As such, a central bank copy clone of eth with identical capabilities in regards to defi, tokenization, and much else, is most likely coming.
If not in China, then in Europe or America, and if in neither, then in Sweden or Switzerland. Because one way or another, the technological advancement gap will be closed.
Probably not fully. Crypto will probably always be more open, and thus more innovative, which in turn means central banks will keep playing catchup until crypto innovation reaches the growth stage of the internet with no more obvious low hanging fruits left and so changes to incremental innovation rather than structural.
But the technical edge might probably at some point become a minor distinction primarily based on fixed supply versus managed supply.

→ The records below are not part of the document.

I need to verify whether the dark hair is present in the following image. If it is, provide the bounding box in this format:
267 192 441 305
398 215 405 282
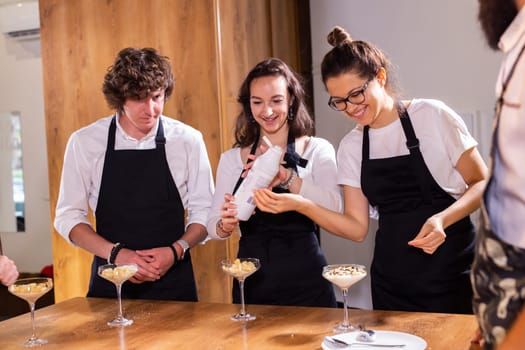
234 58 314 148
478 0 517 50
321 26 395 92
102 47 174 112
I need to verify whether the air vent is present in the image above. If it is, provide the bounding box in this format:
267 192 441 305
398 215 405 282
0 1 40 40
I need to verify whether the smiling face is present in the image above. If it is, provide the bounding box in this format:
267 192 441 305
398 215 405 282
249 75 290 138
325 70 388 128
119 88 165 139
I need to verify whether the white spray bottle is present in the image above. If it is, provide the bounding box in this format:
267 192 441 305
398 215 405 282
234 136 283 221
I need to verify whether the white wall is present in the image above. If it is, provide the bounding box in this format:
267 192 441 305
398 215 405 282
310 0 501 309
0 114 17 232
0 31 52 273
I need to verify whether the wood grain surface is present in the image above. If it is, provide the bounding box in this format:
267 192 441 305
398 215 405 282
0 297 482 350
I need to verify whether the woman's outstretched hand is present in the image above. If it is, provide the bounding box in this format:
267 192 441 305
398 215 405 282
253 188 305 214
408 216 447 254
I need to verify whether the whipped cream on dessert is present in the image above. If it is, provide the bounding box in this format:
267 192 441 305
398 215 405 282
323 265 366 289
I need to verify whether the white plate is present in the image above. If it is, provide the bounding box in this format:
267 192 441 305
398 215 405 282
321 330 427 350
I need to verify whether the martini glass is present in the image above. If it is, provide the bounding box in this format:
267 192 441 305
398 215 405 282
322 264 367 333
8 277 53 347
221 258 260 321
97 264 138 326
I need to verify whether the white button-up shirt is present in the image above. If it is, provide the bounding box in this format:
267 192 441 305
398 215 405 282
54 115 214 244
486 6 525 248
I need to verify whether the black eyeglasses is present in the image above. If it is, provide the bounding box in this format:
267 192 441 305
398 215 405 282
328 77 374 111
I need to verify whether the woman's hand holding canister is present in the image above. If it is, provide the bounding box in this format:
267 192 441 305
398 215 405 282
217 193 238 238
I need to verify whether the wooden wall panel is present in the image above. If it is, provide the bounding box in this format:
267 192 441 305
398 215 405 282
215 0 272 150
41 0 306 304
270 0 299 68
41 0 227 303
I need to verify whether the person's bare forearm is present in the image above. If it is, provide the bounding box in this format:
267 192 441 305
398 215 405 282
180 223 207 247
69 223 114 260
436 179 486 229
170 223 208 259
297 198 368 241
253 186 369 241
438 147 488 229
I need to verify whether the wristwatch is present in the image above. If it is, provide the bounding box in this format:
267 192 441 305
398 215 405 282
175 239 190 260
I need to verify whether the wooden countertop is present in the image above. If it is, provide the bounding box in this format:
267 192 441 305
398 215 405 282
0 297 482 349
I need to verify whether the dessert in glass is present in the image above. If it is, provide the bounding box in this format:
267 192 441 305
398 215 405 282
8 277 53 347
322 264 367 333
97 264 138 326
221 258 260 321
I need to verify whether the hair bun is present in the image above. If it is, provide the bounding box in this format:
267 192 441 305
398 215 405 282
327 26 353 47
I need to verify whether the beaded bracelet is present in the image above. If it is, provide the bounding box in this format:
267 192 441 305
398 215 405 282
279 169 297 190
217 219 233 238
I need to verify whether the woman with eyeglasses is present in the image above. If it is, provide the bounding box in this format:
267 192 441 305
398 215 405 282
206 58 341 307
254 26 488 314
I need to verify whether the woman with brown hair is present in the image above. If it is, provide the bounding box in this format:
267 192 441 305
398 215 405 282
254 27 488 314
207 58 341 307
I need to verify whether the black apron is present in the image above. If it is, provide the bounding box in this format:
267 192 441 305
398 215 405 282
87 116 197 301
231 133 336 307
361 102 474 313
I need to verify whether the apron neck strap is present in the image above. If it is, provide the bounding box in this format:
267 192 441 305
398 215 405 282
233 129 260 194
283 131 308 170
363 102 432 204
155 117 166 145
110 115 165 148
397 101 420 153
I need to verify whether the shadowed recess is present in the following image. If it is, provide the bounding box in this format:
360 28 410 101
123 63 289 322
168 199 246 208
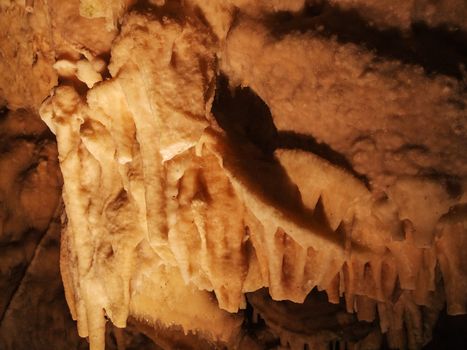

In the process, coders will have a field day because if Europe or America in particular manages to get this right to the satisfaction of coders in terms of tech capabilities – which is crucial if they’re going to adopt it – then a whole field of automated code based digital finance opens up.
This will be different to bitcoin which will retain its unique offering of digital gold as a hedge against the mismanagement of fiat supply, but the current money system will at least upgrade and thus should have innovative benefits over the current largely analogue dominant system.
Whether they can get it right however is a big question. eCNY, as it stands, hasn’t because it appears to offer nothing to the public above what the public already had on offer due to it lacking publicly writable smart contracts ala Uniswap.
That’s the base standard they have to meet if they want to compete and actually have the public pay attention with it more a toss up right now whether they can, both due to technical and political challenges, meet this standard.